La neuroscienza è una disciplina sempre più usata nella giurisprudenza: un elemento probante, tanto che in ordinamenti come quello statunitense ha permesso di abolire, dove prevista, la pena di morte per i minorenni. Lo sottolinea Guglielmo Gulotta, professore di criminologia all’Università di Torino, durante il convegno organizzato dall’Accademia Nazionale dei Lincei di Roma sul tema “Attualità delle neuroscienze forensi”, a cui hanno partecipato, tra gli altri, Francesco Iacoviello della Corte di Cassazione e Giuseppe Sartori dell’Università di Padova.
Negli Stati Uniti nel solo 2012 sono state registrate oltre 250 sentenze che utilizzano la neuroscienza, e il trend è in aumento. “La grossa paura riguarda, come sempre, il libero arbitrio – ha proseguito Gulotta, che ha poi aggiunto – perché la nostra cultura non può ammettere che le nostre azioni dipendano dai nostri neuroni. Siamo anche schiavi di questo”. Un’ affermazione che in qualche modo capovolge alcuni concetti espressi nell’intervento precedente di Umberto Castiello del Centro Linceo, tra i “neuroscienziati” più moderati: non a caso parla di “rischio eccessivo nell’abuso della prova neuroscientifica come strumento di difesa giudiziaria”.

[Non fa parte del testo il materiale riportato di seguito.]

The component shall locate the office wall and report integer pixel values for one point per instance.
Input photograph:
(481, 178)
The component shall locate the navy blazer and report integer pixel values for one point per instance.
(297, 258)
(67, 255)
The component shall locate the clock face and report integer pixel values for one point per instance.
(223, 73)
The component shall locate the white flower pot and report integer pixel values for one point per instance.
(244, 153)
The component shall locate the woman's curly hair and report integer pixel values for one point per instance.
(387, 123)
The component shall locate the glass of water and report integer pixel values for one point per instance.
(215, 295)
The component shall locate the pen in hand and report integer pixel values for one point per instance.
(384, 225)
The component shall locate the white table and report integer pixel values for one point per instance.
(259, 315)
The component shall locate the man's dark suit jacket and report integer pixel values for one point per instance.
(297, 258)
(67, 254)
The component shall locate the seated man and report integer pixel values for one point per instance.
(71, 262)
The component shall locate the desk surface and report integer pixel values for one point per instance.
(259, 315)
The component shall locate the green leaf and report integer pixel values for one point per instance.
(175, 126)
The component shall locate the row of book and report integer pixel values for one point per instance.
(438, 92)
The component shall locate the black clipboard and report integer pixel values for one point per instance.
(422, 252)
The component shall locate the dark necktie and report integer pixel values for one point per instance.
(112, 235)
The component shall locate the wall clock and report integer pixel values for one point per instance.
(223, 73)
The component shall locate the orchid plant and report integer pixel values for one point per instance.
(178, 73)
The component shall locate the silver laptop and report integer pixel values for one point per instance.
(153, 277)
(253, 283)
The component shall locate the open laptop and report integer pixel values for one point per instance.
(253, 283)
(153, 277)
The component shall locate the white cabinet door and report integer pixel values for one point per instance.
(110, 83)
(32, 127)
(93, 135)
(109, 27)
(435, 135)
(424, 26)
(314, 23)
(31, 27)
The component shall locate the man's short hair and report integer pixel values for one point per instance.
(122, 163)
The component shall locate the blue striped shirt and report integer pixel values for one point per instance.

In Italia il primo caso di utilizzo della prova neuroscientifica è stato quello di Stefania Albertani, che nel 2009 uccise la sorella maggiore facendola prigioniera, dandogli pesanti dosi di psicofarmaci, causandone la morte e infine bruciando il cadavere. Qualche mese dopo tentò di assassinare anche la madre. I giudici, per la prima volta nel nostro Paese, decisero di riconoscerle un vizio parziale di mente, rilevando alterazioni in “un’area del cervello che ha la funzione di regolare le azioni aggressive” con, dal punto di vista genetico, “dei fattori associabili ad un maggior rischio di comportamento violento”. Pena comminata, 20 anni di carcere.
Dal dibattito emerge quello che può essere il maggior limite delle neuroscienze: la costituzione di una sfera di soggettività che, in nome delle analisi a prova di lesioni o disturbi psichiatrici, può eliminare, di fatto, l’elemento oggettivo del crimine commesso. Ne parla in modo esplicito il primo intervento da un punto di vista “accusatorio” tenuto da Francesco Iacoviello della Corte di Cassazione: “La neuroscienza è una rivoluzione, non si può pretendere di introdurla senza patemi: se fosse deciso tutto in base ad essa cambierebbe ogni aspetto del processo penale, dal modo di ragionare del giudice alle ragioni delle sentenze stesse”. Poi aggiunge: “Il rischio maggiore è di sfruttare l’analisi celebrale come attenuante di un crimine, ma bisogna riconoscere anche un naturale ritardo dei processi civili e penali rispetto a qualsiasi tipo di evoluzione storica: è un fatto già avvenuto in passato”. Un modo per sintetizzare il pensiero può essere il seguente: ad oggi, le neuroscienze giovano solo alla difesa. Hanno quindi bisogno di evolversi in senso contrario, in modo da costituire prova anche a favore dell’accusa: “Se la difesa presenta una prova scientifica vera all’85%, il giudice deve accettarla perché supera la soglia del ragionevole dubbio”, conclude Iacoviello.
Un problema, insomma, a oggi affrontato ancora in fase embrionale, nonostante “la disciplina moderna esista già dalla fine del XIX secolo” come dice, poi, Giuseppe Sartori.